A) Phase contrast images of the hPSC lines just prior to differentiation. B) Embryoid body formation in cultures differentiated for 14 days in culture. C) Antibodies detecting Beta-III-Tubulin (TUJ1) are shown in red; Smooth Muscle Actin (SMA) and Alpha-Feto Protein (AFP) antigens are shown in green. Nuclei were visualized using DAPI (blue). Scale bar: 200 μm.

Fig 7. Comparison of the defined, xeno-free EOD L7^™ hPSC EOD medium to mTeSR1^™ E8^™ medium.

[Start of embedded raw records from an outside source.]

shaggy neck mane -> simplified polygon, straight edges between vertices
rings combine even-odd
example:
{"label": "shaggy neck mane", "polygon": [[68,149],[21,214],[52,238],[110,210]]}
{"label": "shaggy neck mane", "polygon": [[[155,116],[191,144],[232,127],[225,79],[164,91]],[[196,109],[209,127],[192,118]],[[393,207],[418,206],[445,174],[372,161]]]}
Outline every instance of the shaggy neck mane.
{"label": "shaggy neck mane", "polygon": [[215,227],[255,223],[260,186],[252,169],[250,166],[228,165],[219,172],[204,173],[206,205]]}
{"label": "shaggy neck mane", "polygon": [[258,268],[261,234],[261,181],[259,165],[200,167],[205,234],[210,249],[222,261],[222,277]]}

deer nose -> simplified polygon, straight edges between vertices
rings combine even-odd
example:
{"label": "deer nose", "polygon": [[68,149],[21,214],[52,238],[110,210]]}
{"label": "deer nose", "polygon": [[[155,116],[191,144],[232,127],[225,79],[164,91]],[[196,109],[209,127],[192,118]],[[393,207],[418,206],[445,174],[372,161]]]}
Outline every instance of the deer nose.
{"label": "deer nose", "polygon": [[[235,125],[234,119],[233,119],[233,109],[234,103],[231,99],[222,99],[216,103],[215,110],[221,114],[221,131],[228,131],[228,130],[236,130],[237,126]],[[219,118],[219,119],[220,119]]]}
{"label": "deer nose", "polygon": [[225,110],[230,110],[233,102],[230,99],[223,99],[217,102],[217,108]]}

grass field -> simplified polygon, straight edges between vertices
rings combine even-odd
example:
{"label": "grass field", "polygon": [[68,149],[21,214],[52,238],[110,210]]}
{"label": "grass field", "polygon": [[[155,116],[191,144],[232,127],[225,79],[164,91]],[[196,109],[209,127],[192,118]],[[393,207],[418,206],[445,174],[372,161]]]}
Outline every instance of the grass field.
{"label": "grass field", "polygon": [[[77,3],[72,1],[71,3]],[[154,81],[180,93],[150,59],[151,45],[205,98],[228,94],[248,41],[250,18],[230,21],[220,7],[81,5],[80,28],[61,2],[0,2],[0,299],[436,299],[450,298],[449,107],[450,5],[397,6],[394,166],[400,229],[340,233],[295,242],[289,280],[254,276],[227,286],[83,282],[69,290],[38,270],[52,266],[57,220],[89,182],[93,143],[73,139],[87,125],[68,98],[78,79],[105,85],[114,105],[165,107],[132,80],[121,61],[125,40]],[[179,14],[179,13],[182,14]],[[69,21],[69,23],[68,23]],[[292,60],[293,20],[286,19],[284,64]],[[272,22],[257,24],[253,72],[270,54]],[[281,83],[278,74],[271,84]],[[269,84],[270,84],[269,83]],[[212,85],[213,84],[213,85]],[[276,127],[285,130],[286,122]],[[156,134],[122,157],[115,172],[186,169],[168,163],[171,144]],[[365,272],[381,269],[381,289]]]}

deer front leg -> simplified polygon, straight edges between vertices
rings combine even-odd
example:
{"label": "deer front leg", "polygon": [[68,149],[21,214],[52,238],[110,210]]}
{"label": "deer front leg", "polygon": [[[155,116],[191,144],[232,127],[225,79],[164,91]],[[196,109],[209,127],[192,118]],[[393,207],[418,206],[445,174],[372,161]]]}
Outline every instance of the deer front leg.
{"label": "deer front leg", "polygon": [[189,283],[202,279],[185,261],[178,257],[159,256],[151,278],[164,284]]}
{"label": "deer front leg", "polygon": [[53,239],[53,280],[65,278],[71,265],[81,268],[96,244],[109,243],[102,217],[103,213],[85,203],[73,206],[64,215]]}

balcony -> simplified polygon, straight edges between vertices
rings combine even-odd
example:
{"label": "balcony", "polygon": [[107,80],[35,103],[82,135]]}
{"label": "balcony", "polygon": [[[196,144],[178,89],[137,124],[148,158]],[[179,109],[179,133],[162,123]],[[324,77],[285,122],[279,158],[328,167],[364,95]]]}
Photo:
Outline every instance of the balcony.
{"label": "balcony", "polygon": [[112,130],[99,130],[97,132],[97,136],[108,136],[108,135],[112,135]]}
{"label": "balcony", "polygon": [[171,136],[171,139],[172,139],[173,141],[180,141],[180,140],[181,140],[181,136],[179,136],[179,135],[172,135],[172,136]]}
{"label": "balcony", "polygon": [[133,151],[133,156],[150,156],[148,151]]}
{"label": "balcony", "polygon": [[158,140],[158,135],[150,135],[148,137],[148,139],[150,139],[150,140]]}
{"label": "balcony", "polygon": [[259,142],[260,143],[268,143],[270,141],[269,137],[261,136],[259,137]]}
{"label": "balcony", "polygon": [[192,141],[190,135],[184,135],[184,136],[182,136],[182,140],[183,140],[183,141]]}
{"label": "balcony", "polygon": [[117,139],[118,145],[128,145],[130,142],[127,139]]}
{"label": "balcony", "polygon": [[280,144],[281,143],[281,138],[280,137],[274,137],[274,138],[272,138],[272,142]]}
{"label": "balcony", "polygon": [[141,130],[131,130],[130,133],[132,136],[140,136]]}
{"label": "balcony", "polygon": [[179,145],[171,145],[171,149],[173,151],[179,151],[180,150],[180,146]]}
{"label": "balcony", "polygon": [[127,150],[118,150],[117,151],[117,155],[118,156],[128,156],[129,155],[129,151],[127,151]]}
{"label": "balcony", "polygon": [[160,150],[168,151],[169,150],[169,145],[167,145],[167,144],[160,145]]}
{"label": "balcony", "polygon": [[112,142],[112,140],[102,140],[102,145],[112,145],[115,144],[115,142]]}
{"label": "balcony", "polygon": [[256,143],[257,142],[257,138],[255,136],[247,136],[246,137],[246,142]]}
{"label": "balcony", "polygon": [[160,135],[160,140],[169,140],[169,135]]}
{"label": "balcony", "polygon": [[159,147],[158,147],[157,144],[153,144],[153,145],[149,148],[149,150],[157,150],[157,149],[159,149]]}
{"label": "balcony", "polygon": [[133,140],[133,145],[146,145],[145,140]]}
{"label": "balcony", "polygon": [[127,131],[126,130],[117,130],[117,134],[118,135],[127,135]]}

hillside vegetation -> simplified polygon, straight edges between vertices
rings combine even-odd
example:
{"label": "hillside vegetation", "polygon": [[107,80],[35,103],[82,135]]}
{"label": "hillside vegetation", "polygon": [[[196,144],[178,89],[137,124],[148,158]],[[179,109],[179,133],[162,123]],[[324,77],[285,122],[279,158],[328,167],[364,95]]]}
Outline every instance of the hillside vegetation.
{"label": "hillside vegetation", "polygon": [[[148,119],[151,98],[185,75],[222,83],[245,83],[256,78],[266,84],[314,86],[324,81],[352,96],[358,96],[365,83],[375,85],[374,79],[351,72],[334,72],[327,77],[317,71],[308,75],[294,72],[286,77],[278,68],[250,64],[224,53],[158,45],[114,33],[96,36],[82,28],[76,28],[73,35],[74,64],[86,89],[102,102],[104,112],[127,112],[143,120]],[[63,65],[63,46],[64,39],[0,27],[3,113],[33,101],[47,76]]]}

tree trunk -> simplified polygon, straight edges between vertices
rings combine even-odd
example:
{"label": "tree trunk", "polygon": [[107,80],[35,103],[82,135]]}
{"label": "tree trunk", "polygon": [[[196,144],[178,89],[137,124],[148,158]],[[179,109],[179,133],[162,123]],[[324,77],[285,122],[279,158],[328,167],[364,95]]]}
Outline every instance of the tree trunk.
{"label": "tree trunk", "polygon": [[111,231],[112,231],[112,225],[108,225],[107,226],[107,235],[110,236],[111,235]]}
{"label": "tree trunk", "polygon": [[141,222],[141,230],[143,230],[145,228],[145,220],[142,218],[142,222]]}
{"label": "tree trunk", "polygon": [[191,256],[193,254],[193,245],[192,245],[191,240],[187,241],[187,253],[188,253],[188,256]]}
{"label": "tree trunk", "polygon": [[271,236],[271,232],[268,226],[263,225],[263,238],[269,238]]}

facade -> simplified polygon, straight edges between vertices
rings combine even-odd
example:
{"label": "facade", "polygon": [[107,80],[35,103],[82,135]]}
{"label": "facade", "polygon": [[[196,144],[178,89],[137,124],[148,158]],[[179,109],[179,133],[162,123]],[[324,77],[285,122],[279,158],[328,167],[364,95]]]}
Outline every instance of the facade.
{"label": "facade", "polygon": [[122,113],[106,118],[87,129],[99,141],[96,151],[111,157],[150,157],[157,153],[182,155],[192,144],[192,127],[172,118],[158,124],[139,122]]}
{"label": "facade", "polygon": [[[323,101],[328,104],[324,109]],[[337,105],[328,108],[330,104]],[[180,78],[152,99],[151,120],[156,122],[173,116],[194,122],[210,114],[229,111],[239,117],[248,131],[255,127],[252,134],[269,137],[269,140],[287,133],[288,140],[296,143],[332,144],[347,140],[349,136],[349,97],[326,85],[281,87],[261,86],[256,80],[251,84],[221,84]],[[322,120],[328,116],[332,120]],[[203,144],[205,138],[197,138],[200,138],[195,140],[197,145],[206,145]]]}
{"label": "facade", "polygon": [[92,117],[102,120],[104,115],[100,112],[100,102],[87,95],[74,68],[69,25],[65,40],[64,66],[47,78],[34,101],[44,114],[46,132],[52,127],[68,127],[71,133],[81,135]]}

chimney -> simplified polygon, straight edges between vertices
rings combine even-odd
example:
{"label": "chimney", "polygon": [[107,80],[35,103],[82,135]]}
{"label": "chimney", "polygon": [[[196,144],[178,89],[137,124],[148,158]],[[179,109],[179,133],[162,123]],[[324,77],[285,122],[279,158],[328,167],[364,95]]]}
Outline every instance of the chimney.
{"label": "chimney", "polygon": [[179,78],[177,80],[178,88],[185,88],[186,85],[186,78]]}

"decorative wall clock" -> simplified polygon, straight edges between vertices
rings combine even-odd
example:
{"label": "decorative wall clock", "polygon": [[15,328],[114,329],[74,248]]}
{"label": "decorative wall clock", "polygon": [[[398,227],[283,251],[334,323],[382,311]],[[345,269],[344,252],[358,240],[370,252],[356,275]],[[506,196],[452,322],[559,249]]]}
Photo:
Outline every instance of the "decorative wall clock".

Human hESC line WA07 was serially subcultured for five passages. The number of viable cells per passage were compared by initially seeding 2×10⁴ viable cells per cm² into three wells of a six-well plate for each medium, using respective passaging solution and matrix. Panel A shows cell attachment and growth of WA07 hESCs at passage 1 in L7^™ hPSC, mTeSR1^TM, and E8^TM media. Panel B shows cell attachment and growth of WA07 hESCs at the end of passage 5 in L7^™ hPSC, mTeSR1^™, and E8^™ media. Panel C Panel A shows the viability and total viable cells of WA07 hESCs grown in L7^™ hPSC, mTeSR1^™, and E8^™ media, demonstrating comparative growth for the cells grown in each media. Panel D shows immunocytochemistry analysis of WA07 hESCs grown in L7^™ hPSC, mTeSR1^™, and E8^™ media, demonstrating comparative expression of OCT4 (red), Nanog (red), SSEA4 (green), TRA1-60 (green), and TRA1-81 (green) in each media. Following differentiation of hPSCs into embryoid bodies (Panel E), differentiated WA07 hESCs readily expressed the markers for early ectoderm (detected TUJ1, green), endoderm (detected Alpha-Feto Protein (AFP), green), and mesoderm (detected Smooth Muscle Actin (SMA), green) in L7^™ hPSC and E8^TM media. Cell nuclei are shown by DAPI (blue).